As chairman, he said he has a unique opportunity to spread that message.

He said his top priority if re-elected will be to lobby lawmakers for adequate funding of the higher education system.

Much of Leavitt’s time on the board has been consumed with state budget cuts. He said that situation can be turned around if the public understands how crucial a quality higher education system is to the state.

“We have the ability in higher education to change lives one student at a time,” he said. “The entire state benefits when students graduate from our institutions.”

Heshmati earned his bachelor’s degree from UNLV in accounting and is a recent graduate of UNLV’s law school. He is in private practice.

He said he is running for the board because the system needs to change the direction it has been heading in. He is most concerned about budget cuts, which have been mandated by the Legislature.

Heshmati did not have much time to talk, and did not return messages seeking further comment.

On his website, he lists budget shortfalls, the establishment of a mentoring system in partnership with K-12 schools, expanding financial aid and increasing access for underrepresented populations as among his highest priorities.
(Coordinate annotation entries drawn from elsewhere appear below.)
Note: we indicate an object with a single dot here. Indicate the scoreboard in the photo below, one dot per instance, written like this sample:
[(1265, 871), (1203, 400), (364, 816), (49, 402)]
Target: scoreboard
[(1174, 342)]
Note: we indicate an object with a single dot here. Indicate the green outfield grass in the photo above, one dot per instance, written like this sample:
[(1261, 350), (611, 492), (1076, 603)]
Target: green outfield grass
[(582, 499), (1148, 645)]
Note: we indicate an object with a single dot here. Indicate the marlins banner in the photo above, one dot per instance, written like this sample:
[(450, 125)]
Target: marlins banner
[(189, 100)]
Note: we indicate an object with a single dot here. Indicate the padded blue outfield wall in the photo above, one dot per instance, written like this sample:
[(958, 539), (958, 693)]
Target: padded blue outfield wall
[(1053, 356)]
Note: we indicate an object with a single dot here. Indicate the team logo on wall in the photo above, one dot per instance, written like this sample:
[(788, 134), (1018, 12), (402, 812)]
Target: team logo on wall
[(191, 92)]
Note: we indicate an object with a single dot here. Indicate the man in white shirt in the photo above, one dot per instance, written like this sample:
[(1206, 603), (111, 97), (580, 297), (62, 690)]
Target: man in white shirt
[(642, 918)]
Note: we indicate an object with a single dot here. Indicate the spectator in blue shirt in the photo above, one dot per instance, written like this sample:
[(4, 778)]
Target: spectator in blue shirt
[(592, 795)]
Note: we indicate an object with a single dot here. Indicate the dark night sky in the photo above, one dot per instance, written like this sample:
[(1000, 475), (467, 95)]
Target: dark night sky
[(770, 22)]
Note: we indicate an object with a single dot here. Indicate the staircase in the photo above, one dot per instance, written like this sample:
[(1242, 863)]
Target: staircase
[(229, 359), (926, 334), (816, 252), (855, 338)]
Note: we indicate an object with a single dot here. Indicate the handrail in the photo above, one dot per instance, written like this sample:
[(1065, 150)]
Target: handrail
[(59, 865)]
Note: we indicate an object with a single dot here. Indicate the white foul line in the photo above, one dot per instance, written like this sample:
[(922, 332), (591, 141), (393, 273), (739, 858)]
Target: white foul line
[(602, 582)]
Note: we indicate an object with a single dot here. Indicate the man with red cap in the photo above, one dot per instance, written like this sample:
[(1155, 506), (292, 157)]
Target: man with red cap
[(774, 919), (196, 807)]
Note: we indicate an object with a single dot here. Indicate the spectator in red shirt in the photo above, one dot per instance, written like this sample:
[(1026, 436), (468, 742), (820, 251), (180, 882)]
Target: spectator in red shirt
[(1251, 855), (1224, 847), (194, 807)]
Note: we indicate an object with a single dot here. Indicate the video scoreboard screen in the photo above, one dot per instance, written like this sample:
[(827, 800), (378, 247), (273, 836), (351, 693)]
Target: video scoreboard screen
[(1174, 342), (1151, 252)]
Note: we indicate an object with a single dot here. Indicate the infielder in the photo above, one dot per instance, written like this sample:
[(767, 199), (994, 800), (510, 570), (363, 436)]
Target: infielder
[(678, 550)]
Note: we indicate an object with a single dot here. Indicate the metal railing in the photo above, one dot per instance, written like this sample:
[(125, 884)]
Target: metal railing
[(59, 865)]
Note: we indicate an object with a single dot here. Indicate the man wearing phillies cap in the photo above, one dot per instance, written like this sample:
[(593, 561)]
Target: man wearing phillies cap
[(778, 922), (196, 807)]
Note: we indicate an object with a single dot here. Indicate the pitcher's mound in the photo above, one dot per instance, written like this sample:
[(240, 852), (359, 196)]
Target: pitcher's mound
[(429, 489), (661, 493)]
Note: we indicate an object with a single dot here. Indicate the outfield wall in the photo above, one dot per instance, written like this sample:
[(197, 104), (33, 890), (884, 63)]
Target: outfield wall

Pitts worked for the city of Henderson for 25 years and served in the Air Force. He is a former firefighter and plasterer.

Pitts said he has two associate degrees from the College of Southern Nevada, a bachelor’s degree in political science from UNLV and worked one year toward a master’s degree in public administration at UNLV.

He said his top priority will be to keep the system from sinking like the Titanic during budget cuts, which he expects more of next year.

He said he would push to cut athletic programs that do not pay their own way and wants to end hosting accounts for regents. Though regents are not salaried and earn only $80 per meeting, they can spend up to $2,500 each per year on dinners and other expenses.

Pitts said he also wants to increase retention of students, particularly Hispanics, who he sees as a major factor in Nevada’s future growth. He backs increasing distance education programs and increasing the number of graduates in the medical fields.